Twelve candidates are running for head of state, including the incumbent, Jose Mario Vaz, who has been in power since 2014.
He is the first democratically elected president to complete a full term in a country that has seen a number of coups and attempted coups. Vaz is also running against two of the prime ministers he has fired during his five years in office.
Guinea-Bissau, a former Portuguese colony of around 1.5 million people, is one of the world’s poorest countries. It has been plagued by political instability, poverty, corruption and drug-trafficking, especially cocaine. The most recent military coup was in 2012.
The candidates' agendas include promises to fight the cocaine smuggling that has used Guinea-Bissau as a staging post between Latin America and Europe, prompting the United Nations to describe the country as a “narco state.”
Candidates have also pledged to ensure political and governmental stability, create an effective public health and education system, and make a diplomatic push to restore the country’s international image.
The nearly 800,000 registered voters are hoping Sunday’s ballot can foster change after years of political turmoil.
If no candidate captures more than 50% of Sunday’s vote, a runoff ballot is to be held between the two top candidates on Dec. 29.
Last month, one person died and three others were injured when police used tear gas to break up an unauthorized street march organized by opposition parties.
Barely three weeks before the election, Vaz, the incumbent, fired the prime minister, Aristides Gomes, and his Cabinet, elected last March, in a power struggle.
Vaz replaced Gomes with Faustino Fudut Imbali, but Gomes refused to leave office, saying the order to leave was invalid because Vaz’s term legally ended on June 23.
The attempt to remove Gomes prompted an international outcry and appeals for stability from the United Nations, the European Union and the 15-nation Economic Community of West African States, with observers warning of a threat of civil war.
The West African bloc, ECOWAS, called the move by the president illegal and threatened sanctions. Imbali then resigned.
Vaz’s strongest rival is former prime minister Domingos Simoes Pereira, who Vaz fired in 2015. That move led to years of tension between the head of state and parliament.

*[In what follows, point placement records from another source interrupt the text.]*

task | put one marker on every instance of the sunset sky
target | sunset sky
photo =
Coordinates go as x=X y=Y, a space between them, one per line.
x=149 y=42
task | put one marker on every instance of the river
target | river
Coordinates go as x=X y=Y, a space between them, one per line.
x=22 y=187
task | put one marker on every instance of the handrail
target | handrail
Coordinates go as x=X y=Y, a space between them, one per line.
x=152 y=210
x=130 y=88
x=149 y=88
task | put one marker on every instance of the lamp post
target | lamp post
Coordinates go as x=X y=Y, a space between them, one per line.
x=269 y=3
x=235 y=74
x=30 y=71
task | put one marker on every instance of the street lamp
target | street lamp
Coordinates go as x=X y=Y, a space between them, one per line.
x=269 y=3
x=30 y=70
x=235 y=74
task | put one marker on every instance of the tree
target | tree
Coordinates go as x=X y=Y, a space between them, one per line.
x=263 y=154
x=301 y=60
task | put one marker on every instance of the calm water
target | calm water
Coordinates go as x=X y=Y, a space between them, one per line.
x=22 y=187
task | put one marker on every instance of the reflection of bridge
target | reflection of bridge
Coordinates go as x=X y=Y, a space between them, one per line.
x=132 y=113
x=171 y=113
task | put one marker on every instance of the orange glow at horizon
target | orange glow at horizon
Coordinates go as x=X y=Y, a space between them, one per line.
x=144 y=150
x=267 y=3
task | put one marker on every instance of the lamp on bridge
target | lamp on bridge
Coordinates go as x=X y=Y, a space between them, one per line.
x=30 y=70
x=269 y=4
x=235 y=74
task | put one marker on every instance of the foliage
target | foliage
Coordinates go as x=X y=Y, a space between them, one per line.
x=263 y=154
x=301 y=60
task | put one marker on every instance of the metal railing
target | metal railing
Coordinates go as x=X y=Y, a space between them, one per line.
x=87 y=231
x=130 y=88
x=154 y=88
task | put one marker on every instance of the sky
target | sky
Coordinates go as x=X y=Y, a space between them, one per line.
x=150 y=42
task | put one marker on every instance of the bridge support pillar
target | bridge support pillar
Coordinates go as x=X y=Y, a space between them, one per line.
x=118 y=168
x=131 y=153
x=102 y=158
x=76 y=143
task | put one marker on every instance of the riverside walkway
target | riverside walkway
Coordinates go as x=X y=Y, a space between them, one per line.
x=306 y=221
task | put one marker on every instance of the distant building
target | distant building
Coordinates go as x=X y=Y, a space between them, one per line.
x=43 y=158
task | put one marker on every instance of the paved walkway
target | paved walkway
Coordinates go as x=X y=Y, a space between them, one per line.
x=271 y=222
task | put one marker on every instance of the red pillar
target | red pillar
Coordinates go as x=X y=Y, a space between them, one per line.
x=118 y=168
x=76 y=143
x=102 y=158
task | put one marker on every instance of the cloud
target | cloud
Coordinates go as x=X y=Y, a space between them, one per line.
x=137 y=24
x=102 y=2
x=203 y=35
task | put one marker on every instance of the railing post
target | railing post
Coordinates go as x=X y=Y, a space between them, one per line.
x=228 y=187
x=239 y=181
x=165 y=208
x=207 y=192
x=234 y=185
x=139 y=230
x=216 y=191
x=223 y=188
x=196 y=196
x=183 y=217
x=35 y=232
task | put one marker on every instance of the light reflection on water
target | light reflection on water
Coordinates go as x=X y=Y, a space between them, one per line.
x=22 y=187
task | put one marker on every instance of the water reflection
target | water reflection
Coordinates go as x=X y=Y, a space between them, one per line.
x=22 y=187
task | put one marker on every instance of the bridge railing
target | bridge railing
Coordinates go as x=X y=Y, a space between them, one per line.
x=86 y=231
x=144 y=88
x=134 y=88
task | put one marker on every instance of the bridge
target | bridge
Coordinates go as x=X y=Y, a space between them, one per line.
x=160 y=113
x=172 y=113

Vaz again refused to name Pereira as prime minister in June this year, after March legislative elections. Vaz has vowed he will comply with the result of Sunday’s ballot.
ECOWAS stationed 600 troops in Guinea-Bissau in 2012 to discourage armed uprisings. It wanted to increase the contingent to 2,000 this month for the election, but the country’s powerful military disallowed it.
Guinea-Bissau became independent from Portugal in 1974, but it has struggled to get any momentum in its economic growth. Most people farm for a living.
After the turn of the century, Latin American drug gangs used the country as a depot for the trafficking of cocaine into Europe by air and sea. The gangs became so influential that they unsettled local politics.
The drug trade has become less obvious since international law enforcement bodies joined a crackdown and made large seizures.